Review stereotypes or messages that you may hear about boys or girls (e.g., boys are better at math, girls are better cooks, boys are better at building, etc.). Discuss the history behind these generalizations. Identify people you know who defy the traditional stereotypes about what males and females do well.


Help children analyze television by watching shows and discussing some salient points. Identify the main characters. How many males and females are there as main characters? Who talks more? Who has the more important roles? Who do you like best? Why? What is the main idea behind the show? What are the strong and weak points in the show?

Observe television commercials. Who do the advertisements target? How many advertisements focus on females, and on males? How are men and women portrayed (appearance and roles)? How are they similar and different? Are the advertisements realistic? Are they effective? How might you change them?

Watch a news program. Count the number of male and female reporters. Who talks more? Who tells the most important stories? Who are the anchors? Who reports the weather and who reports the sports? Who are the subjects of the news stories (by gender and other areas of diversity)?


As you drive with your child, analyze the radio shows. How often do you hear female voices? Who tells the news, a male or a female? Do you hear more male voices in advertising spots than female? Are certain radio stations more equitable? Whose voice do you like to hear?
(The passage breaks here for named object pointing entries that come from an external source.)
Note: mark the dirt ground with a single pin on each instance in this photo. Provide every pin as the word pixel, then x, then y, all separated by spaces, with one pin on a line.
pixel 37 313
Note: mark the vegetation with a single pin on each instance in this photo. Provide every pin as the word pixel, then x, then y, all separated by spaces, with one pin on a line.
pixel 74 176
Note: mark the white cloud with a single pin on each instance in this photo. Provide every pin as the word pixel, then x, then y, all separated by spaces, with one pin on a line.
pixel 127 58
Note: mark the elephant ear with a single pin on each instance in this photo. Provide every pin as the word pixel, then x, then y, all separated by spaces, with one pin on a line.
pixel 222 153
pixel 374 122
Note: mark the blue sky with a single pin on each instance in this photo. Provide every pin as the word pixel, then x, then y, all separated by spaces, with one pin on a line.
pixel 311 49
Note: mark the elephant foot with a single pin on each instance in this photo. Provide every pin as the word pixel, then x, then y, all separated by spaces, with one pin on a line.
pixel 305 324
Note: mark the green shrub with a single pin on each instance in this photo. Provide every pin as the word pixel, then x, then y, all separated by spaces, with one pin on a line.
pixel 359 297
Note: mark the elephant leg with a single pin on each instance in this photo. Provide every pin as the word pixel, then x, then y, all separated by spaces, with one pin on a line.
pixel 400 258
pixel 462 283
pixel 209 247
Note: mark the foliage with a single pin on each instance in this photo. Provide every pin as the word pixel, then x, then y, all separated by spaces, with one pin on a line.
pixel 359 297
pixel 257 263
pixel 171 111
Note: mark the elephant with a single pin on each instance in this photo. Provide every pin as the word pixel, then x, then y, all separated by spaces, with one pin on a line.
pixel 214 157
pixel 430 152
Do the roles of males and females change with the style of show (news, information, music, sports)? Discuss these findings with your child and explore her or his ideas for making radio more equitable.


Ask to visit your child's (or grandchild's, niece's, nephew's) school and observe in his/her classroom. Notice the displays as you enter the building. Are there more males than females displayed on bulletin boards? If it's a secondary school, are the halls filled with male sports trophy showcases or are there equitable displays focusing on female accomplishments? How is the classroom arranged? Are genders isolated or grouped together or is there integration in the seating arrangement? Observe the bulletin boards in the classroom. Are there posters that only showcase one gender or is it equitable? Observe the teacher. Is he/she equitable in calling on students? (This will require keeping a careful tally of who talks in class.) Do the boys call out more frequently than the girls or is it equal? Talk with your child (or grandchild, niece, nephew) about your visit. Ask for the child's perceptions on these areas. Are those perceptions congruent with your findings? If not, how do you explain the differences? You may want to share your findings with school officials. Use your conversation time to talk about gender equity and what it means.


Review chores and major responsibilities in your home (e.g., who cooks, who cleans up, who takes the trash out). Are these tasks gender generated? Exchange roles for one day. How did it feel? Did you like doing something different? Is it a good idea to exchange responsibilities and try different tasks or do you always like to do the same things?


Take a child to a toy store. Before you go create an observation form together that describes the type of information that you want to collect when you visit the store. For example, are store sections labeled BOYS and GIRLS? Are dolls in one area and action figures in another? Are there more boys shopping in one section than girls? Who is pictured on toy packaging? When you return home, share your results and discuss what you learned about children and children's toys.


Review your actions and responses when dealing with boys and girls. Do you praise your female child or family member more for her looks than her competencies? Do you encourage problem solving for your daughter or do you tend to enable and immediately help solve the problem? How do you treat your male child or family member? Do you praise his looks more than his thinking ability? Do you tend to buy presents that are gender-specific (in the traditional sense)? Do you purchase birthday cards or birth congratulatory cards that focus on gender and traditional stereotypes (i.e., that girls are sweetness and spice and boys are rough and tough)? Do you subtly impose stereotypical expectations on your child or family members? Do you believe it is important to change these patterns? Why or why not? How would you change these patterns? How sensitive are you to other persons' comments or statements that may be gender biased? For example, do you accept hearing from your child's teacher such statements as "he's all boy" or she's a "typical girl."